Kein Bock auf Klimaabkommen

VERHANDLUNGEN Immer noch steckt den Diplomaten ihr Scheitern von Kopenhagen in den Knochen. Bei der wichtigen Konferenz in Bonn traten sie deshalb auf der Stelle

Immerhin: In Bonn wurde gezeigt, wie das Kioto-Protokoll gerettet werden kann

AUS BONN SARAH MESSINA

Die vorletzte Verhandlungsrunde vor der nächsten Weltklimakonferenz im mexikanischen Cancun endete am Freitag ohne Fortschritte. Nach der Verhandlungswoche in Bonn zeigten sich die anwesenden Umweltschützer enttäuscht: Offenbar sei den Klimadiplomaten die Lust am Abkommen schlichtweg abhandengekommen.

Wenigstens Teilerfolge sollen im Dezember auf dem UN-Gipfel in Mexiko verabschiedet werden. Deshalb wurde in Bonn in Einzelgruppen über Themen verhandelt wie „Anpassung an den Klimawandel“, „Finanzierung solcher Maßnahmen“ oder auch „Technologietransfer“ – der Süden befürchtet, als Importeur von Windrädern und Co. in eine neue Form kolonialer Abhängigkeit zu schlittern und will deshalb von den Industrienationen das Know-how zur Herstellung solcher Anlagen bekommen. Knackpunkt ist die Frage, auf welche Weise für all das Geld bereitgestellt wird: Dafür geeignete Quellen sollen in Cancun festgelegt werden.

Immerhin: In Bonn wurde eine Option aufgezeigt, wie das 2012 auslaufende Kioto-Protokoll doch noch gerettet werden kann: In Kopenhagen waren die Staats- und Regierungschefs daran gescheitert, neue Verpflichtungen für eine sogenannte zweite Reduktionsperiode zu beschließen. Ohne einen solchen Beschluss wäre der Kioto-Vertrag mit all seinen Reglementarien und Finanzierungsmechanismen praktisch tot. In Bonn wurde nun diskutiert, ob die erste Verpflichtungsperiode nicht einfach verlängert werden kann – über 2012 hinaus. Aber das ändert natürlich nichts am Grundproblem: Die freiwilligen Reduktionsverpflichtungen, die in Bonn auf dem Tisch lagen, würden der Welt bis 2020 18 Prozent Emissionen gegenüber dem Basisjahr 1990 einsparen. Die Wissenschaft sagt aber, dass dringend 30 bis 40 Prozent Treibhausgase eingespart werden müssen, wenn die Erderwärmung beherrschbar bleiben soll.

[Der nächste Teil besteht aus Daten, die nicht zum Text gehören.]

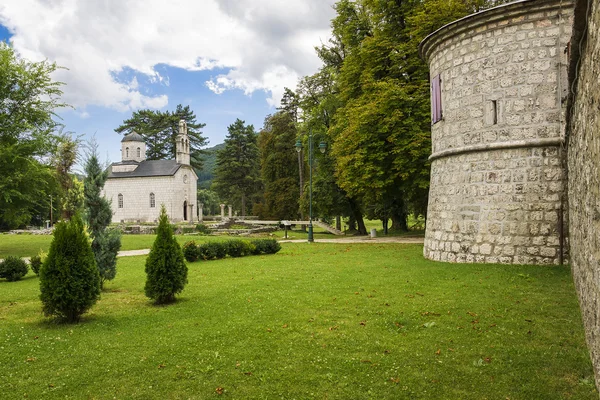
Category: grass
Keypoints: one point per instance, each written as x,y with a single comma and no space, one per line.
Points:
334,321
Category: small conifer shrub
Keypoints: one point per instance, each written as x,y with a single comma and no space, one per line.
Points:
190,251
166,272
35,263
69,279
203,229
266,246
13,268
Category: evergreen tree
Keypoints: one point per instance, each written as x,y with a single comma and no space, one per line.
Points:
237,177
106,242
166,271
279,167
69,280
159,130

Wenig Grund zum Optimismus lieferten auch die USA: Das lange erhoffte Klimagesetz von Barack Obama war im Senat erst kürzlich gescheitert. US-Delegationsleiter Jonathan Pershing gab sich am letzten Verhandlungstag „ernsthaft besorgt, ob in Cancun etwas erreicht werden kann“. Allerdings aus anderen Gründen: Die USA haben vor allem mit der „historischen Verantwortung“ der Industrieländer ein Problem und werden sich ohne Verpflichtungen Chinas auf gleicher Basis kaum bewegen. „Wir sind zutiefst enttäuscht“, hieß es am Freitag von den pazifischen Inselstaaten. Grenadas Botschafterin Dessima Williams: „So wird Cancun scheitern“.